Hi mountain cur,
There are no differences in the 2011 / 2012 models. Most likely what you're seeing is the fact that i have my scope mounted on top of an HHA Optimizer Speed Dial, so my scope is actually sitting on top of the Weaver Rail that is part of the Optimizer unit. This provides enough surface to hold any scope and yet it mounts on top of the PSE TAC15
/ 15i upper Weaver Rail in the center of the rail. This allows one to easily remove the recommended 2.75" from the PSE Weaver Rail.
The clearance problem that i outlined in the article was not when the cable and arrow are seated in the full draw groove. It is when you are in the process of cranking your arrow to the full draw position or once you pull the trigger and your arrow comes up and out of the groove. As the crossbow fires, it pops up and out of the groove. This causes the vanes to make contact with the under side of the Weaver Rail as the cable launches the arrow forward. Like it or not, this is a disruption and not a smooth launch process. Sometimes your arrow may recover from this contact and still hit close to where you're aiming on a target, but all it takes is one in four shots for your arrow not to recover fully.

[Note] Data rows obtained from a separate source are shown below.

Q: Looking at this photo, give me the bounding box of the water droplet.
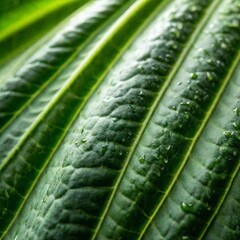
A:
[223,131,231,138]
[176,22,183,30]
[229,19,239,28]
[190,6,198,12]
[220,172,227,180]
[209,23,215,29]
[102,144,107,154]
[137,65,144,73]
[233,108,240,116]
[206,203,212,211]
[166,145,171,151]
[128,131,132,136]
[130,178,135,183]
[207,72,213,81]
[173,44,178,49]
[139,155,145,164]
[181,202,193,213]
[221,43,227,49]
[233,150,237,157]
[163,158,168,163]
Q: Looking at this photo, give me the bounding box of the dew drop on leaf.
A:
[139,156,145,164]
[207,72,213,81]
[181,202,193,213]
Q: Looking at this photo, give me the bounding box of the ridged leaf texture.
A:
[0,0,240,240]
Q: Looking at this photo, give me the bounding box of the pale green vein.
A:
[0,0,81,42]
[0,0,163,236]
[199,164,240,240]
[0,0,133,135]
[92,0,220,240]
[139,28,240,239]
[92,0,220,240]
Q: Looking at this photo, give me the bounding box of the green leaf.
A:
[0,0,240,240]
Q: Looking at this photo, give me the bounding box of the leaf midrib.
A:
[0,0,77,42]
[0,0,133,135]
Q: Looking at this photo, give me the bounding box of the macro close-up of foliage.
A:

Since all this takes place faster than the human eye can see, you can't tell when this is responsible for your arrow not being where it was intended to be. It causes what many people call a flier, but they have no explanation for what causes this condition and therefore have no way to correct it. Over time they have learned to except the fact that it occurs every so many shots.
I made the rail modifications to my own TAC15i quite some time ago because I have no tolerance or acceptance for even a single arrow being any place other than where my cross-hairs were sitting when I pulled the trigger. Anything less than an arrow being in the x-ring is never "Good Enough" to suit me. I also use a compact version of the Leapers / UTG Scope that is offered in the TAC15i package. My scope is only 9.5 inches in length but is still a 3 x 12 x 44 scope. It uses a shorter eye relief and takes up a little less space on the Weaver rail.
Myself and a few others that have spent countless hours tuning and perfecting these crossbows all believe that "Good Enough is the arch enemy of "Better and Best". This has always been the basis for the modifications and tuning work we've written about. It was intended to help others who share in this belief.
Each of the modifications that I've outlined are not to be taken lightly. I would not recommend making any modifications or changes until you are shooting almost same hole groups at 50 yards. This is a good indicator that your crossbow is aligned, squared and tuned well. If this is the case, then you can move forward to the more advanced work. If not, then go back and perform the other tuning steps that have been outlined until you have the basics down before making the basic accuracy problem a much more complex one.
I hope this helps you understand a bit more.